The brisk pace of the e-commerce and e-finance development has left legislatures in their wake. In Asia, only a handful of jurisdictions have enacted legislation governing electronic transactions, the status of electronic contracts, digital signatures, or internet banking. This is despite the rising popularity of the internet as a medium for the provision of financial services and in re-engineering commerce and trade as we know it.
At a recent conference on internet banking held by Baker & McKenzie in Hong Kong, legal eagles gathered to flesh out the legal issues in the financial industry and the legislation in place so far to address them around the region.
Wherever the jurisdiction, however, the issues that have to be tackled remain the same. In business to business (B2B) e-marketplaces for example, the issues center on the numerous payment infrastructures and settlement solutions developed by financial and non-financial institutions.
These infrastructures aim to satisfy the need for safe, legal and reliable solutions that can verify the identity and the creditworthiness of counter parties and their financial institutions. How? By validating the identity of parties and the messages that they exchange. The critical issues that arise are: are these infrastructures legal, and can the message be trusted?
The status quo in Asia
The Hong Kong SAR enacted the Electronic Transactions Ordinance (ETO) on 7 January of this year. The ETO is meant to provide a basic legal framework for e-commerce in Hong Kong and aims to address the above issues in two ways. Firstly, the ETO recognizes the legality of electronic records and contracts, and secondly, it provides for the establishment and operation of certification authorities.
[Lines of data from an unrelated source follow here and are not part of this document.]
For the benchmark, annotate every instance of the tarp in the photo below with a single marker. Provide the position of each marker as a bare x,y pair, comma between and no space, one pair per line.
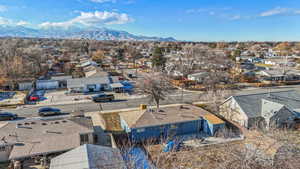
138,158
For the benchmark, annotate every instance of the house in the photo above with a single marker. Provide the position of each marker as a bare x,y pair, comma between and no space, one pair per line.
25,85
169,121
46,84
279,75
88,63
91,84
35,137
95,84
265,110
199,77
89,156
62,80
117,87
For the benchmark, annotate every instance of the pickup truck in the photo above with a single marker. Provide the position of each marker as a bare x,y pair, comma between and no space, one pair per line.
103,97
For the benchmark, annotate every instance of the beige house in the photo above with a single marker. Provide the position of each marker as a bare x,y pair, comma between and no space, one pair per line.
273,109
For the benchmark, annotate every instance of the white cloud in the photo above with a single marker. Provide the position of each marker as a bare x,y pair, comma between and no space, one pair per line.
235,17
22,23
3,8
103,1
275,11
92,19
5,21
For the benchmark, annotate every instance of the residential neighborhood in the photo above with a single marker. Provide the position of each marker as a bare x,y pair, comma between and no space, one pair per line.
111,84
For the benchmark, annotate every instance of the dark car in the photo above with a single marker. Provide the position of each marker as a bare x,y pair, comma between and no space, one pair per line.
49,111
7,116
34,98
103,97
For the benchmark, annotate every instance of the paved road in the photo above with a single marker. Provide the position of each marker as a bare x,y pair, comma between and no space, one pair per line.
31,111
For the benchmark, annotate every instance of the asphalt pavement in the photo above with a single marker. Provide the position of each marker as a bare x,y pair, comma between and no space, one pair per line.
174,98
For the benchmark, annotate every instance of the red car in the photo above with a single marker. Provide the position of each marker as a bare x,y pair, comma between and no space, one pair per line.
33,98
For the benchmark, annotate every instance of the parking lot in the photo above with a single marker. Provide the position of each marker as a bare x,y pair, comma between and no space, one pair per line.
11,98
60,97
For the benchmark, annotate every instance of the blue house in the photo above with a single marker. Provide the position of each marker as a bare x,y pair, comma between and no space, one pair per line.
169,121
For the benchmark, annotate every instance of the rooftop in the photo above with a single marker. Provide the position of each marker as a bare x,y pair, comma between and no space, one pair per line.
252,103
89,157
36,137
166,115
80,82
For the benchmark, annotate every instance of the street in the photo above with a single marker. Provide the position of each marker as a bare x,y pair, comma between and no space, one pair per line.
174,98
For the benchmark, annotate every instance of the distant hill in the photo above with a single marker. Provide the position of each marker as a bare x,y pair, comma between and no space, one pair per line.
76,33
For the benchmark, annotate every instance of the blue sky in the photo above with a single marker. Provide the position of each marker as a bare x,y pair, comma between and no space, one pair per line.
196,20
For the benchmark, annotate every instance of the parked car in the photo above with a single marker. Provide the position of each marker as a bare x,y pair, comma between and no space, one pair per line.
7,116
49,111
103,97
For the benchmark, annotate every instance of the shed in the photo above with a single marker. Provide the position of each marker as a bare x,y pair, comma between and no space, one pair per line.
89,157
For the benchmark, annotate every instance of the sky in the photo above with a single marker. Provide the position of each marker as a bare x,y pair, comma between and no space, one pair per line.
191,20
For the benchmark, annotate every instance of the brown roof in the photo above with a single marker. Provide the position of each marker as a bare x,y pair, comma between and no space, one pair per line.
166,115
112,121
213,119
36,137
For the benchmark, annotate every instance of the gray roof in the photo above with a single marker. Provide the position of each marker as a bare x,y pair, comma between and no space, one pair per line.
252,103
89,157
42,136
116,85
81,82
61,78
167,115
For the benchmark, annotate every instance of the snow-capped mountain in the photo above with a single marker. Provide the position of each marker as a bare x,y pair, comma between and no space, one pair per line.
76,33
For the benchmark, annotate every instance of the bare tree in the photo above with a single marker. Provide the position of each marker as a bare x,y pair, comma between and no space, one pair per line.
156,86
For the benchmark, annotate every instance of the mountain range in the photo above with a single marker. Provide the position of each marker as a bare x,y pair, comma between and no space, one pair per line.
76,33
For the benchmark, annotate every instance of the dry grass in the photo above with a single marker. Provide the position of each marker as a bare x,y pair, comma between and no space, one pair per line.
255,152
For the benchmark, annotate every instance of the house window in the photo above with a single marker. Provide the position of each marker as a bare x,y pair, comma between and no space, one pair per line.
140,130
84,138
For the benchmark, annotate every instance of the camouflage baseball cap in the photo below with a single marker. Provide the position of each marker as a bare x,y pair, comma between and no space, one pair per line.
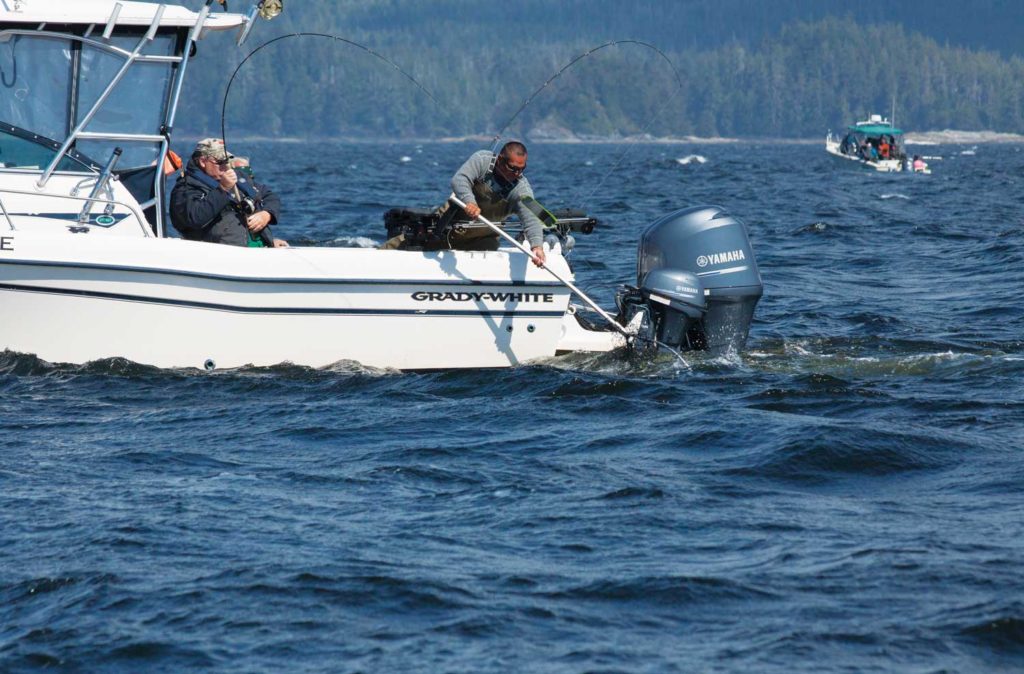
212,148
Competing against Hong Kong for status as a leading regional financial center is Singapore. Accordingly, Singapore has enacted a key piece of legislation aimed at facilitating and promoting e-commerce, the Electronic Transactions Act (ETA). The ETA provides for a commercial code, which gives effect to electronic contracts by setting out rules governing offer and acceptance via electronic means.
Further, the act provides for rules and obligations on public key infrastructure (PKI), which forms the basis for digital certificates, and permits electronic records as admissible evidence in legal proceedings. The Monetary Authority of Singapore (MAS) has also taken an active role in promoting e-commerce. A number of MAS guidelines and policy statements have emerged, such as the policy statement on internet banking, and guidelines on offering securities online.
Japan currently does not have any laws that regulate e-commerce transactions, although in November the Japanese government announced plans for a general law relating to the delivery of documents via the internet. This law will amend 50 other laws and allow financial institutions to deliver electronically notices currently required to be delivered to customers in written form. Further legislation includes the Law Concerning Electronic Signatures and Certification services (effective April, 2001), which will establish a mechanism for the "registration" of digital signatures. A registered digital signature will be acknowledged to be authentic.
The Chinese government has not yet enacted any specific or comprehensive law on e-commerce, however, the Contract Law of the People's Republic of China (Unified Contract Law) which was adopted by the National People's Congress on 15 March 1999, contains two articles related to e-commerce. One article provides that contracts can be formed through e-mail and electronic data exchange (EDI). An electronic offer can be made if the offeror designates a specific system to receive electronically transmitted documents and acceptance is deemed to have taken place when the offeree sends the offeror the document via the same system. However, the law does not allow for possible failure of a company's internal computer system and hence delivery failure. Further, it does not deal with the case where the document has not been opened or is left unread.
The legality of private operating rules
Whilst headway is being made in some countries, a number of private initiatives have already been established to address, or arguably even circumvent some of laws governing transactions, according to Baker & McKenzie. The efficacy of these private operating rules rest upon all parties agreeing to be bound by them. Most e-marketplaces have their own rules for buyers and sellers, as do trade facilitators like Bolero and TradeCard for participants.
Already a number of digital certification authorities have sprung up ahead of legislation in some countries. Examples include players like Identrus and VeriSign which work with participants and the banking community to set up rules and obligations to facilitate secure messaging and payment infrastructure over the internet. These operating rules often aim to: limit liability for system outages, acts of negligence and data security measures, provide for the prompt resolution of disputes, create predictable and legally enforceable obligations that do not offend applicable law, and satisfy that writing and signature requirements of law are enacted and applicable.
But just how legal are these rules - since the relationship of buyers and sellers is typically governed by the local law? Furthermore, to what extent can banks and customers be bound by operating rules, and do these rules themselves violate applicable law? These questions remain to be answered and tested.